In the classical sense, six gram-positive genera are typically pathogenic in humans. Two of these, Streptococcus and Staphylococcus, are cocci (sphere-shaped). The remaining organisms are bacilli (rod-shaped) and can be subdivided based on their ability to form spores. The non-spore formers are Corynebacterium and Listeria (a coccobacillus), whereas Bacillus and Clostridium produce spores. The spore-forming bacteria can again be divided based on their respiration: Bacillus is a facultative anaerobe, while Clostridium is an obligate anaerobe. Also, Rathybacter, Leifsonia, and Clavibacter are three gram-positive genera that cause plant disease. Gram-positive bacteria are capable of causing serious and sometimes fatal infections in newborn infants. Novel species of clinically relevant gram-positive bacteria also include Catabacter hongkongensis, which is an emerging pathogen belonging to Bacillota. Methicillin-resistant Staphylococcus aureus (MRSA) is a Gram-positive bacterium that has developed resistance to beta-lactam antibiotics, including penicillin, as the drug can no longer bind properly to the bacterial enzymes that build the cell wall.

==Bacterial transformation==
Transformation is one of three processes for horizontal gene transfer, in which exogenous genetic material passes from a donor bacterium to a recipient bacterium, the other two processes being conjugation (transfer of genetic material between two bacterial cells in direct contact) and transduction (injection of donor bacterial DNA by a bacteriophage virus into a recipient host bacterium). In transformation, the genetic material passes through the intervening medium, and uptake is completely dependent on the recipient bacterium.

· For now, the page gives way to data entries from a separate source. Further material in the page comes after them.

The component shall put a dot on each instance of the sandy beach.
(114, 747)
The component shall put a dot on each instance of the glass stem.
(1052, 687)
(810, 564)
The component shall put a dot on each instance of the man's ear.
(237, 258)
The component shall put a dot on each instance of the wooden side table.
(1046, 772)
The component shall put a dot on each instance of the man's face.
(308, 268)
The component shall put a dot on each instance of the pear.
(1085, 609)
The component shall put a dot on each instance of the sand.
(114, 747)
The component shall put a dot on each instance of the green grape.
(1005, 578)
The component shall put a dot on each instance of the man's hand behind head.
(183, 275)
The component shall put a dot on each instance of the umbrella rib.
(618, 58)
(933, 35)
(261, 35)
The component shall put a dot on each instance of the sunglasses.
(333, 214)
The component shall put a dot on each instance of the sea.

As of 2014 about 80 species of bacteria were known to be capable of transformation, about evenly divided between gram-positive and gram-negative bacteria; the number might be an overestimate since several of the reports are supported by single papers. Transformation among gram-positive bacteria has been studied in medically important species such as Streptococcus pneumoniae, Streptococcus mutans, Staphylococcus aureus and Streptococcus sanguinis and in gram-positive soil bacteria Bacillus subtilis and Bacillus cereus.

== Orthography: capitalization ==

The adjectives Gram-positive and Gram-negative derive from the surname of Hans Christian Gram; as eponymous adjectives, their initial letter G can be either a capital or lower-case, depending on which style guide, if any, governs the document being written. For instance, the style guide of the American CDC recommends writing: Gram stain, this species is gram negative, and a gram-negative species.